Proxmox Guide FAQ / Errors / Howto

How To Enable HA in Proxmox

 

How To Enable HA in Proxmox

 

Proxmox Add VM as HA

 Test Your HA

 Shutdown the node that has the HA VM.

 

Shutdown Host Node to Test HA Works

 

HA VM comes back on another node for Proxmox

 

Can't Login To the GUI after changing your password?

Make sure you are using PAM authentication, but if you change your password for root, pveproxy will not accept the new password as it seems to cache the existing one.  To fix this problem, restart pveproxy:

systemctl restart pveproxy

If you get a 401 ticket error and cannot see your disks, this appears to be an issue in newer version like 7.x. 
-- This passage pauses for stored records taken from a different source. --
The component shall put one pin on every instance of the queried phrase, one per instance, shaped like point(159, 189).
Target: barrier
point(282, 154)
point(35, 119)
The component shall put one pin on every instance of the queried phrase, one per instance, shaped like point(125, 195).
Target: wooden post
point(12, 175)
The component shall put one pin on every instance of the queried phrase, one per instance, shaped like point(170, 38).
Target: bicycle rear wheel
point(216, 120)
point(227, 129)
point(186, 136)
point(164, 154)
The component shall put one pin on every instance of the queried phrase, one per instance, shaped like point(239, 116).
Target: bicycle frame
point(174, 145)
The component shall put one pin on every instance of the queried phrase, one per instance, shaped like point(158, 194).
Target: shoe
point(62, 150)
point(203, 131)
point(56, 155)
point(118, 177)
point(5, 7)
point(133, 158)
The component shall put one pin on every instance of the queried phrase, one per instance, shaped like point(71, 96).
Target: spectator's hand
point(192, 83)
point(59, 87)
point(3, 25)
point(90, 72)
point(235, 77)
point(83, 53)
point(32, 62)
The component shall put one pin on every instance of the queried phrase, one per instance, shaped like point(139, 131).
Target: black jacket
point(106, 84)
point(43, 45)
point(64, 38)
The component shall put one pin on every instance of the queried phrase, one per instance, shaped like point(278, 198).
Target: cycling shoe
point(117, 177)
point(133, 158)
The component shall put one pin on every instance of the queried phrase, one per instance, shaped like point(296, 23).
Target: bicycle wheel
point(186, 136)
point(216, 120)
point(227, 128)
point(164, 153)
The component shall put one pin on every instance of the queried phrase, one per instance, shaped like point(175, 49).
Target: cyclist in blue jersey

If this happens when you have multiple Proxmox GUI's open, close the others (logout) and it should go away.

If it still doesn't work and continues to give the 401 ticket error check that your time is correct and the same on all nodes.  If not you should make sure all nodes have ntp:

apt install ntp && systemctl start ntp

Did You Clone Your Proxmox Nodes?

You will need to follow the IP Change Guide and also the SSL Proxmox Same Certificate Error.

IP Changes/Hostname Changes

You should follow the correct steps to change the hostname first

Be warned that the message "Welcome to the Proxmox Virtual Environment. Please use your web browser to configure this server - connect to: https://10.0.2.15" is static and set during install.

This means if you have DHCP or change the IP, the message will not update the correct IP.  You can see yourself that this message is set in /etc/issue.

For example look at the message, but to verify you should run "ip a" to see if the IP is really the one that Proxmox says to use. 

 

 

If you need to delete your cluster it is easier to start fresh this way:

If you need to delete your cluster it is easier to start fresh this way:

#stop proxmox cluster and corosync services so we can edit and remove the relevant files
systemctl stop pve-cluster
systemctl stop corosync

#mount proxmox filesystem in local mode so we can edit the files instead of being read only
pmxcfs -l
#delete all bad corosync files don't worry about the error about not being able to delete the subdir "rm: cannot remove '/etc/corosync/uidgid.d': Is a directory"
rm /etc/pve/corosync.conf
rm /etc/corosync/*

#now we can restart proxmox filesystem and the cluster service
killall pmxcfs
systemctl start pve-cluster


#if you wanted to delete a node
#pvecm cluster manager needs to be told it only needs a single vote otherwise you won't be able to delete it due to quorum requirements
pvecm expected 1
pvecm delnode nodenametodelete

Cluster Issues - Node Joined and shows under pvecm status and under "Datacenter" but not under Cluster Members.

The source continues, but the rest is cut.